Explicación del concepto
El servicio de modelos es la capa que conecta el modelo desplegado con los usuarios o sistemas.
Mientras que el despliegue de modelos instala el modelo en producción, el servicio de modelos se encarga de:
- recibir solicitudes
- procesar datos de entrada
- ejecutar inferencias
- devolver resultados
Es el componente que permite que el modelo funcione como un servicio activo.
Cómo funciona
El proceso incluye:
- Recepción de solicitud
Un cliente envía datos (ej. texto, imagen). - Preprocesamiento
Los datos se preparan para el modelo. - Inferencia
El modelo genera una predicción. - Postprocesamiento
Se formatea la salida. - Respuesta
Se devuelve el resultado al cliente.
Representación conceptual
El servicio encapsula el modelo como una función accesible.
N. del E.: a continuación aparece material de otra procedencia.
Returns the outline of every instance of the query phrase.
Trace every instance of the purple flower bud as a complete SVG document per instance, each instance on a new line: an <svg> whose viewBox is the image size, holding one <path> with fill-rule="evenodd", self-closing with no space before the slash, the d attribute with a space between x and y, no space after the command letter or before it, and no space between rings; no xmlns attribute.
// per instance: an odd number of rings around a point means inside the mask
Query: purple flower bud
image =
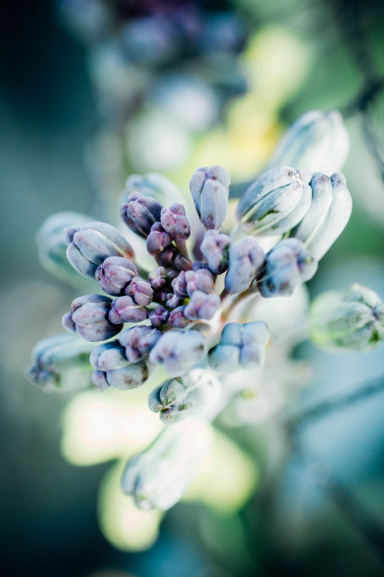
<svg viewBox="0 0 384 577"><path fill-rule="evenodd" d="M206 294L196 290L185 307L184 314L192 321L210 320L220 306L218 294Z"/></svg>
<svg viewBox="0 0 384 577"><path fill-rule="evenodd" d="M111 299L99 294L87 294L75 298L71 305L71 312L63 317L63 326L70 332L77 331L86 340L105 340L115 336L123 328L108 319Z"/></svg>
<svg viewBox="0 0 384 577"><path fill-rule="evenodd" d="M130 260L121 256L110 256L96 269L95 276L100 282L100 286L105 293L113 297L124 294L127 286L138 271Z"/></svg>
<svg viewBox="0 0 384 577"><path fill-rule="evenodd" d="M131 364L126 356L124 347L118 340L95 347L90 354L89 362L94 369L104 372L121 369Z"/></svg>
<svg viewBox="0 0 384 577"><path fill-rule="evenodd" d="M312 278L317 267L317 261L301 241L287 238L267 253L257 288L264 298L290 297L298 284Z"/></svg>
<svg viewBox="0 0 384 577"><path fill-rule="evenodd" d="M196 290L202 291L206 294L213 292L215 279L212 273L206 268L198 271L187 271L185 273L187 292L189 297L192 297Z"/></svg>
<svg viewBox="0 0 384 577"><path fill-rule="evenodd" d="M158 288L154 293L152 300L154 302L158 302L161 305L165 305L168 298L170 290L170 287L169 286L164 286L161 288Z"/></svg>
<svg viewBox="0 0 384 577"><path fill-rule="evenodd" d="M264 252L253 238L233 242L229 249L229 264L225 288L230 294L242 293L250 286L261 269Z"/></svg>
<svg viewBox="0 0 384 577"><path fill-rule="evenodd" d="M107 371L95 369L92 373L92 382L100 391L104 391L109 387L123 391L134 389L145 383L154 368L147 359L144 359L121 369Z"/></svg>
<svg viewBox="0 0 384 577"><path fill-rule="evenodd" d="M183 298L179 298L173 293L168 293L165 306L168 306L169 309L176 309L183 304Z"/></svg>
<svg viewBox="0 0 384 577"><path fill-rule="evenodd" d="M183 204L175 203L169 208L161 209L161 224L165 230L172 238L186 241L191 235L191 226L185 216L185 209Z"/></svg>
<svg viewBox="0 0 384 577"><path fill-rule="evenodd" d="M165 284L166 274L165 269L164 267L157 267L154 271L148 273L148 280L154 291L157 291L164 286ZM153 298L154 299L154 296Z"/></svg>
<svg viewBox="0 0 384 577"><path fill-rule="evenodd" d="M208 364L219 373L261 369L269 338L268 325L263 321L244 325L229 323L222 331L220 342L208 351Z"/></svg>
<svg viewBox="0 0 384 577"><path fill-rule="evenodd" d="M162 336L162 333L153 327L142 325L123 331L119 338L120 344L126 347L126 356L131 362L137 362L149 354Z"/></svg>
<svg viewBox="0 0 384 577"><path fill-rule="evenodd" d="M151 351L149 360L162 365L170 377L185 374L207 353L207 340L197 331L169 331L159 339Z"/></svg>
<svg viewBox="0 0 384 577"><path fill-rule="evenodd" d="M174 309L169 315L168 324L174 328L185 328L191 321L184 314L185 305Z"/></svg>
<svg viewBox="0 0 384 577"><path fill-rule="evenodd" d="M147 250L150 254L155 256L172 242L172 237L165 232L161 223L155 222L151 227L151 231L147 237Z"/></svg>
<svg viewBox="0 0 384 577"><path fill-rule="evenodd" d="M169 311L161 305L157 306L154 310L151 310L148 315L151 324L155 328L160 328L163 325L166 324L169 317Z"/></svg>
<svg viewBox="0 0 384 577"><path fill-rule="evenodd" d="M222 166L203 166L195 171L189 189L200 220L217 230L227 218L231 188L229 174Z"/></svg>
<svg viewBox="0 0 384 577"><path fill-rule="evenodd" d="M178 249L170 245L159 253L157 257L159 264L162 267L165 267L165 268L172 268L178 254Z"/></svg>
<svg viewBox="0 0 384 577"><path fill-rule="evenodd" d="M177 254L174 259L173 266L178 271L192 271L193 264L191 259L185 254Z"/></svg>
<svg viewBox="0 0 384 577"><path fill-rule="evenodd" d="M146 306L152 302L153 290L147 280L139 276L134 276L126 288L126 294L127 297L132 297L138 305Z"/></svg>
<svg viewBox="0 0 384 577"><path fill-rule="evenodd" d="M104 222L90 222L79 230L74 227L64 229L67 241L67 258L81 275L94 278L99 265L110 256L124 257L133 260L135 253L117 228Z"/></svg>
<svg viewBox="0 0 384 577"><path fill-rule="evenodd" d="M130 228L146 238L151 227L160 220L162 205L151 196L132 192L120 208L120 215Z"/></svg>
<svg viewBox="0 0 384 577"><path fill-rule="evenodd" d="M228 268L230 245L231 239L227 234L220 234L216 230L206 233L200 248L212 272L221 275Z"/></svg>
<svg viewBox="0 0 384 577"><path fill-rule="evenodd" d="M136 305L131 297L119 297L115 298L111 306L109 318L114 324L120 323L141 323L147 318L146 309Z"/></svg>
<svg viewBox="0 0 384 577"><path fill-rule="evenodd" d="M181 271L178 276L174 279L172 283L172 288L174 294L179 298L185 298L188 294L187 292L187 280L185 280L185 273Z"/></svg>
Características principales
- acceso mediante APIs
- procesamiento en tiempo real o por lotes
- escalabilidad
- manejo de múltiples solicitudes
Tipos de servicio
1. Servicio en tiempo real
Respuestas inmediatas (ej. chatbots).
2. Servicio por lotes
Procesamiento de grandes volúmenes.
3. Servicio en streaming
Datos continuos en tiempo real.
Tecnologías comunes
- REST APIs
- FastAPI / Flask
- TensorFlow Serving
- TorchServe
- Kubernetes
Por qué es importante
El servicio de modelos es esencial para:
- integrar IA en aplicaciones
- garantizar disponibilidad
- manejar carga de usuarios
- mantener rendimiento
Ejemplo conceptual
Una aplicación móvil envía una imagen a un servicio de modelos que devuelve una predicción en segundos.
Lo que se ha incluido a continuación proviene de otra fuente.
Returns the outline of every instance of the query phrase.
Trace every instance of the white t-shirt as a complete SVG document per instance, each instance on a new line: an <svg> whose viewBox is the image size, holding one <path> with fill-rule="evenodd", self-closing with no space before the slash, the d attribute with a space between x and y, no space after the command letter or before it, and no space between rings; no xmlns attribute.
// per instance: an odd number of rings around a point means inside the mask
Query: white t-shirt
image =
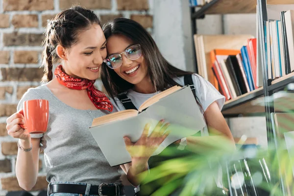
<svg viewBox="0 0 294 196"><path fill-rule="evenodd" d="M224 101L225 101L225 97L221 95L212 84L198 74L194 74L192 75L192 79L195 87L196 96L199 100L200 104L202 106L203 111L205 112L208 106L215 101L217 102L220 109L221 110L223 106L223 104L224 104ZM183 76L175 78L174 78L174 80L182 86L185 85ZM144 101L160 92L161 91L158 91L154 93L146 94L138 93L132 90L129 90L128 91L127 96L132 100L132 102L135 106L136 106L137 108L139 108L140 106L143 103ZM121 101L120 101L117 98L115 98L115 100L117 105L115 103L113 100L111 100L111 102L114 103L113 105L114 107L116 108L118 111L124 110L125 109L123 105L122 105L122 103ZM207 125L201 130L201 133L202 136L209 135ZM220 188L222 187L222 176L221 168L220 167L219 173L218 174L216 174L215 179L218 186ZM135 188L135 191L136 192L139 190L140 186L138 186L138 187Z"/></svg>
<svg viewBox="0 0 294 196"><path fill-rule="evenodd" d="M220 107L220 109L221 110L225 100L225 97L221 95L212 84L197 74L192 75L192 79L195 86L196 96L204 112L206 110L208 106L214 101L217 102ZM185 85L184 76L175 78L174 78L174 80L182 86ZM135 106L137 108L139 108L140 106L144 101L160 92L161 91L158 91L154 93L146 94L138 93L132 90L129 90L128 91L127 96L132 100ZM117 105L115 104L113 101L112 102L114 103L114 107L118 111L125 109L122 103L118 98L116 98L115 100ZM201 135L208 135L208 134L207 127L206 126L201 130Z"/></svg>

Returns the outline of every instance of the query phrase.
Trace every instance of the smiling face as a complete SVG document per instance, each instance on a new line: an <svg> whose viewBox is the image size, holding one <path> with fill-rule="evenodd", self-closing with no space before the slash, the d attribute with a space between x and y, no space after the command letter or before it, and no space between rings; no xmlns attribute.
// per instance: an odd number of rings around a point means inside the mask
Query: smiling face
<svg viewBox="0 0 294 196"><path fill-rule="evenodd" d="M130 50L130 47L135 45L132 40L123 35L111 35L107 39L106 44L108 56L121 53L126 50L127 52ZM137 59L133 60L128 58L123 53L121 55L122 66L114 70L121 77L135 85L149 78L148 69L143 54Z"/></svg>
<svg viewBox="0 0 294 196"><path fill-rule="evenodd" d="M77 43L65 49L63 69L74 78L96 80L107 55L106 39L100 25L91 25L79 32Z"/></svg>

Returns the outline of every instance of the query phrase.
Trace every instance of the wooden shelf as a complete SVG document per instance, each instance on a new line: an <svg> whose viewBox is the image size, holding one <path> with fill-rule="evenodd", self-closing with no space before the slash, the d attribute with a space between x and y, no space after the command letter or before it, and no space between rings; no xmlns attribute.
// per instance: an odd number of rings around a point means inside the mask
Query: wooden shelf
<svg viewBox="0 0 294 196"><path fill-rule="evenodd" d="M294 82L294 72L272 80L271 85L269 87L269 91L274 92L280 91L293 82Z"/></svg>
<svg viewBox="0 0 294 196"><path fill-rule="evenodd" d="M265 107L254 105L250 101L264 95L263 88L242 95L225 102L221 112L224 116L235 115L240 114L264 113Z"/></svg>
<svg viewBox="0 0 294 196"><path fill-rule="evenodd" d="M292 73L290 73L290 74L288 74L286 75L284 75L282 77L279 77L278 78L277 78L275 80L272 80L272 81L271 82L271 85L276 84L277 83L283 80L289 79L289 78L290 78L291 77L292 77L293 76L294 76L294 72L292 72Z"/></svg>
<svg viewBox="0 0 294 196"><path fill-rule="evenodd" d="M293 4L293 0L268 0L268 4ZM247 14L256 13L256 0L213 0L193 13L192 19L203 14Z"/></svg>

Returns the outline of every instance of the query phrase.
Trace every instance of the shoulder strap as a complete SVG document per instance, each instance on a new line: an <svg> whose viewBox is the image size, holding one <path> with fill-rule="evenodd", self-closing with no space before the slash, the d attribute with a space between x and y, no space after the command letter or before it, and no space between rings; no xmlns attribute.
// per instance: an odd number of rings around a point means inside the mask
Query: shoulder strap
<svg viewBox="0 0 294 196"><path fill-rule="evenodd" d="M138 109L137 109L135 105L134 105L131 99L128 98L125 94L122 93L119 95L117 97L119 98L122 103L123 107L124 107L126 110L133 109L138 110Z"/></svg>
<svg viewBox="0 0 294 196"><path fill-rule="evenodd" d="M184 75L184 83L185 83L185 85L190 86L192 90L192 93L193 93L193 95L194 95L194 97L195 97L195 98L196 98L196 91L195 90L194 83L193 83L193 80L192 79L192 75Z"/></svg>

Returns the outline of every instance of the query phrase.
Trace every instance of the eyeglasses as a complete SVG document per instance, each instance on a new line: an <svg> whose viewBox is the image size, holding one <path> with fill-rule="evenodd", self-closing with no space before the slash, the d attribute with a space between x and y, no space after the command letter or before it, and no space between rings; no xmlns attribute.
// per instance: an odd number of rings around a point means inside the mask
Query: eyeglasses
<svg viewBox="0 0 294 196"><path fill-rule="evenodd" d="M125 49L121 53L116 53L111 55L104 60L104 62L110 69L115 69L119 68L122 64L122 55L124 56L131 60L135 60L139 58L142 55L142 50L139 44L131 46Z"/></svg>

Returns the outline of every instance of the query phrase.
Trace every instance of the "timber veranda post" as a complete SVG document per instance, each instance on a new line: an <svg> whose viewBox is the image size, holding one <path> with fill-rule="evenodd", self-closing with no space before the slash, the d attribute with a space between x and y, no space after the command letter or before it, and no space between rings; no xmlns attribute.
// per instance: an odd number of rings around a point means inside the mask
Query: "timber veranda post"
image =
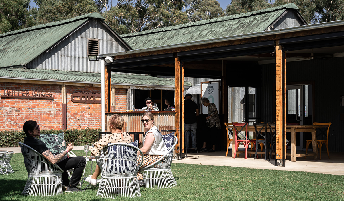
<svg viewBox="0 0 344 201"><path fill-rule="evenodd" d="M184 144L184 67L179 57L175 58L175 114L176 136L178 138L179 159L182 159Z"/></svg>
<svg viewBox="0 0 344 201"><path fill-rule="evenodd" d="M286 57L276 40L276 159L284 166L286 156ZM277 161L276 161L277 164Z"/></svg>

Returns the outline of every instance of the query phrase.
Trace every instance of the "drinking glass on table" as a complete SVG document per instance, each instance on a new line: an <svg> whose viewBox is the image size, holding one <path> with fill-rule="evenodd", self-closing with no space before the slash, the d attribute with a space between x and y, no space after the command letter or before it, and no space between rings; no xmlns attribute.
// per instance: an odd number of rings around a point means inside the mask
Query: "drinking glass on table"
<svg viewBox="0 0 344 201"><path fill-rule="evenodd" d="M86 153L86 159L88 159L88 157L87 157L87 153L89 151L89 149L88 148L88 145L86 144L84 146L84 151Z"/></svg>

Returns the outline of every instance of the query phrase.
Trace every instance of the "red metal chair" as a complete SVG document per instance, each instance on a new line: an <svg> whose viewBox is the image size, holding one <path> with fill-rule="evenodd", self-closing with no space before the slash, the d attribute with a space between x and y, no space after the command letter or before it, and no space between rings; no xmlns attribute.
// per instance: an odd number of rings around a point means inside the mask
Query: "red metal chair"
<svg viewBox="0 0 344 201"><path fill-rule="evenodd" d="M235 147L238 147L239 144L240 142L244 144L244 146L245 148L245 159L247 159L247 149L248 148L248 145L250 143L253 143L255 145L255 147L256 147L256 145L255 140L251 140L248 138L248 132L247 132L247 125L248 124L248 123L233 123L233 127L234 127L234 130L235 131L234 138L235 138L236 139ZM241 127L241 128L240 130L238 130L238 128L237 128L236 127ZM243 131L243 130L244 130ZM245 132L245 133L243 133L243 132ZM236 149L235 149L234 158L235 158L236 150Z"/></svg>

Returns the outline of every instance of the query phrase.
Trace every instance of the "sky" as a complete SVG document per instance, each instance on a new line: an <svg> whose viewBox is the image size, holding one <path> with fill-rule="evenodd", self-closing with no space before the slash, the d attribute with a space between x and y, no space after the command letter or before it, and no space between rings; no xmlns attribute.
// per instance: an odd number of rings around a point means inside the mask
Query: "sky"
<svg viewBox="0 0 344 201"><path fill-rule="evenodd" d="M217 1L220 3L220 6L221 6L221 7L222 8L222 9L225 9L226 7L227 7L227 5L229 4L229 2L232 1L232 0L217 0ZM33 2L33 1L31 0L31 2L30 2L30 6L31 7L37 7L37 6L36 5L36 4Z"/></svg>

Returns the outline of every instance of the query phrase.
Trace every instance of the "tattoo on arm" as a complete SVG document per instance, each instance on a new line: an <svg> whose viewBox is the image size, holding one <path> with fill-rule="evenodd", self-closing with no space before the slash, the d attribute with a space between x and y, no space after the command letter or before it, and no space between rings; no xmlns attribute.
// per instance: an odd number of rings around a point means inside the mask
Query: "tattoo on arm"
<svg viewBox="0 0 344 201"><path fill-rule="evenodd" d="M66 153L67 152L65 150L61 153L54 155L50 150L47 150L43 152L42 155L45 158L48 159L48 160L50 161L51 163L53 164L55 164L60 161Z"/></svg>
Ejemplo en PyTorch (conceptual)
app.post("/predict")def predict(data): with torch.no_grad(): return model(data)
Conceptos relacionados
- Despliegue de modelos
- Inferencia de modelos
- Infraestructura de IA
- API de modelos
- Escalabilidad
Resumen
El servicio de modelos permite que los modelos de inteligencia artificial sean accesibles y utilizables en aplicaciones reales. Es una pieza clave de la infraestructura de IA que garantiza que las predicciones se entreguen de manera eficiente, escalable y confiable.